Why is it Called ‘Rubbing’ Alcohol?
This name was first introduced in the 1920s, when rubbing alcohol was quite literally used for rubbing into the skin—it served as a liniment, or medicinal liquid, during massages. Another reason for its peculiar name comes from the time that it became popular. This was during Prohibition, so it was important that drinking and non-drinking alcohol be distinguished. Rubbing alcohol is unsafe to drink, even if it contains ethanol—the type of ethanol used is denatured, which renders it toxic for ingestion.

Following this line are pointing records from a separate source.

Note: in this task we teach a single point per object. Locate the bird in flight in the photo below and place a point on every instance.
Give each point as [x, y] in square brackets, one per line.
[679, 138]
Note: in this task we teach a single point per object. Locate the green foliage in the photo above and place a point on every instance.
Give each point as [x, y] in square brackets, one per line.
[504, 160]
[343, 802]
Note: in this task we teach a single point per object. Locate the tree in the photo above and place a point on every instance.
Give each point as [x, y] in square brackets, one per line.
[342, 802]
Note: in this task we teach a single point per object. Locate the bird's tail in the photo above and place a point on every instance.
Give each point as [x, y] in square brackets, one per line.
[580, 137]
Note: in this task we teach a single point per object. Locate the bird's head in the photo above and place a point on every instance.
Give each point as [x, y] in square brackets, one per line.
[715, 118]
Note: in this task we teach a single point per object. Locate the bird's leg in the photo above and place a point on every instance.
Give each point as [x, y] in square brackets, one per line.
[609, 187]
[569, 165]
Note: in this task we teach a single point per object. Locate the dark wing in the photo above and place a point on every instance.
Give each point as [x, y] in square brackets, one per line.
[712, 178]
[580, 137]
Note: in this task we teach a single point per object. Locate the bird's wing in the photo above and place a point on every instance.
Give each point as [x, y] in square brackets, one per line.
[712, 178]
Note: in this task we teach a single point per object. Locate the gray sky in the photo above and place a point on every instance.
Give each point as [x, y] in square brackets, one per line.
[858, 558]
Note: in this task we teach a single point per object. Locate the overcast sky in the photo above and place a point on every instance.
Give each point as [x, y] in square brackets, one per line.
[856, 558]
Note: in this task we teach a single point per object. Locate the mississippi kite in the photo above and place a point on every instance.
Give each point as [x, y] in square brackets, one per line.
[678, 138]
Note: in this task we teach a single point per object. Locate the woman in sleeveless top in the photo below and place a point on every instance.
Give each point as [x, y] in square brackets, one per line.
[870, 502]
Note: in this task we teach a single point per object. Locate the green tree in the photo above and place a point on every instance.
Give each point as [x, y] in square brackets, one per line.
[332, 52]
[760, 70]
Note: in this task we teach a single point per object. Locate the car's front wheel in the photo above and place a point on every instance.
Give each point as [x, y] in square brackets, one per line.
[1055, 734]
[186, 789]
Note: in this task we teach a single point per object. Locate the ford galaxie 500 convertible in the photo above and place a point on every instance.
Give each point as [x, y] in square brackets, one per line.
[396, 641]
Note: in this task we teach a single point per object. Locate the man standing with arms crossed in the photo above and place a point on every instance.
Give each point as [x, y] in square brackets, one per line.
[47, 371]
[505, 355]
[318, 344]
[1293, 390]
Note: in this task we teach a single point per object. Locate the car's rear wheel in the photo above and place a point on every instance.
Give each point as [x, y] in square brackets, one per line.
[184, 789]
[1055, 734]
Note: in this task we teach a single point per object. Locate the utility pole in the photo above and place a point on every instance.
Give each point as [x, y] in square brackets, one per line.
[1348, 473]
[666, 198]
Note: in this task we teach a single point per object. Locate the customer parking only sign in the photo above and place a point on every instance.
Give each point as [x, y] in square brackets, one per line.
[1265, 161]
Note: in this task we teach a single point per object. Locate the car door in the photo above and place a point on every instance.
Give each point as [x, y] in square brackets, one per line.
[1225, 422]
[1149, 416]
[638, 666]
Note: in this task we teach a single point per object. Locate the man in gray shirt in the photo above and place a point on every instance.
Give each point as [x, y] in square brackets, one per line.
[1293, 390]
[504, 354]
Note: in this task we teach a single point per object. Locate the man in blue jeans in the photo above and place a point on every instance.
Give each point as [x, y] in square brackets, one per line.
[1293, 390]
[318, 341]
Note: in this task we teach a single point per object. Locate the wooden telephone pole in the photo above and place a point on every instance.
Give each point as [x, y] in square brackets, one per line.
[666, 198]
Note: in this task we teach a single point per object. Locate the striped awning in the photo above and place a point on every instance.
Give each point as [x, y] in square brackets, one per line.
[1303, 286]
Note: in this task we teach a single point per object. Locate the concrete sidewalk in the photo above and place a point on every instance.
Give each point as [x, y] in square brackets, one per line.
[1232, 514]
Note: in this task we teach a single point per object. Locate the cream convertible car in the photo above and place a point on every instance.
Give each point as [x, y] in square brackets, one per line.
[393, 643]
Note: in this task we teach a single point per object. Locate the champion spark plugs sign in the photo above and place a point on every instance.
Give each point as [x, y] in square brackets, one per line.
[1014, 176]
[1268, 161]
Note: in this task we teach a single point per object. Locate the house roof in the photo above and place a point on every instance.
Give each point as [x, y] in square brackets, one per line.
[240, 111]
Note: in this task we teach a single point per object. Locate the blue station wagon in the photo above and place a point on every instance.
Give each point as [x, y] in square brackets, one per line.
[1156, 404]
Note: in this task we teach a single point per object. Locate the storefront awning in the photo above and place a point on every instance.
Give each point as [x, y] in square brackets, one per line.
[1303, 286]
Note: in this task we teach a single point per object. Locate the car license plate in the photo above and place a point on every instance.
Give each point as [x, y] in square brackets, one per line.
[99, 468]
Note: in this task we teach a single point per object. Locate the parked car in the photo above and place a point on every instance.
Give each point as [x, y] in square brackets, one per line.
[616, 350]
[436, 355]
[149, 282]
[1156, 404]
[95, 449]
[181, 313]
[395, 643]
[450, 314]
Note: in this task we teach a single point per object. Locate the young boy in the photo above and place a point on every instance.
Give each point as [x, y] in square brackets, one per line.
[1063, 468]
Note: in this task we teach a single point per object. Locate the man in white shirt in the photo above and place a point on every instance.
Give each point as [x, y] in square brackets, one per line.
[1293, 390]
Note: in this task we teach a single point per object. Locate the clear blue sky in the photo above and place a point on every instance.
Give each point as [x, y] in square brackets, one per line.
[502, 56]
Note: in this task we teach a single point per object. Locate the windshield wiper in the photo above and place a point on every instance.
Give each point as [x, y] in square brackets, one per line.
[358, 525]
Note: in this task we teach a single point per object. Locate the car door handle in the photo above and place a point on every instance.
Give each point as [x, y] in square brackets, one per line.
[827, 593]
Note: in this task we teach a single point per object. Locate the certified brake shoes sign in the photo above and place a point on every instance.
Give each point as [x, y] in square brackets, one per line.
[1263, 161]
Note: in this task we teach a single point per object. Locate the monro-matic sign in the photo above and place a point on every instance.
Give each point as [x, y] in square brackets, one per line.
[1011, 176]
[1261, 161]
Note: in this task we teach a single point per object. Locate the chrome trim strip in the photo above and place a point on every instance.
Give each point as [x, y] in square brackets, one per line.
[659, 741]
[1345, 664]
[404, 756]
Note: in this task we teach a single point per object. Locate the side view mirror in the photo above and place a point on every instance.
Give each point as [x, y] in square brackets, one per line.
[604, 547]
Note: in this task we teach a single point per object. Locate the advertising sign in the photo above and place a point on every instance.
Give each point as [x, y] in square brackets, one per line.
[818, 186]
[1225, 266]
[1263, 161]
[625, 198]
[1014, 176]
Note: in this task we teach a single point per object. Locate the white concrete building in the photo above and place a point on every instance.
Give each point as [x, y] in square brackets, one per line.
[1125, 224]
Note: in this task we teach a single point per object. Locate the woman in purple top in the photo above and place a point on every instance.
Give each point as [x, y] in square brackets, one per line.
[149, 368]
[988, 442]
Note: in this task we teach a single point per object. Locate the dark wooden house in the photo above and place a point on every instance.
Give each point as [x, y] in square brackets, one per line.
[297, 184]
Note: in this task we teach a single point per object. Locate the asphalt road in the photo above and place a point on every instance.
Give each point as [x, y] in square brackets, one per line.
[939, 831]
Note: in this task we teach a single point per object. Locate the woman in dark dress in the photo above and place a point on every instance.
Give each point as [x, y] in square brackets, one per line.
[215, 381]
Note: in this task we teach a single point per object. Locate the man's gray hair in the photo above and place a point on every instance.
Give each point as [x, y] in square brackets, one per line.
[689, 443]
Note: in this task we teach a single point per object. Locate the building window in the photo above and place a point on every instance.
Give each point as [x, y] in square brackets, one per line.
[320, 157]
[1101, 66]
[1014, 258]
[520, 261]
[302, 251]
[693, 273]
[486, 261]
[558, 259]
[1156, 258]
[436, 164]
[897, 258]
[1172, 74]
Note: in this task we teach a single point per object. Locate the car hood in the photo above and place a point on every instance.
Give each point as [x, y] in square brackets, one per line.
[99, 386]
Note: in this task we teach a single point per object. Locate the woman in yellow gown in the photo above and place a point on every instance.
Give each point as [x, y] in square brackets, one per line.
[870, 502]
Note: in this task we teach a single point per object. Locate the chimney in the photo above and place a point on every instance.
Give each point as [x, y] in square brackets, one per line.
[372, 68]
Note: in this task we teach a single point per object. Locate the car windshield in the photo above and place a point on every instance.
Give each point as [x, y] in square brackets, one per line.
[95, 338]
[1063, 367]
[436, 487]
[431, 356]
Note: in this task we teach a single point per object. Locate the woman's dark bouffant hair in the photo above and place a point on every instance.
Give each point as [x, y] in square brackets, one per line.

When to Use Rubbing vs. Isopropyl Alcohol
Although it might seem like the distinction between these two alcohols is minor, since IPA is the main ingredient in rubbing alcohol, it is important to remember that rubbing alcohol is diluted to make it safer for common uses and can be used for cleaning surfaces or objects. Isopropanol, on the other hand, is the key ingredient in many sanitizing or cleaning products and cannot be purchased as easily as rubbing alcohol. When in doubt, choose the safer of the two.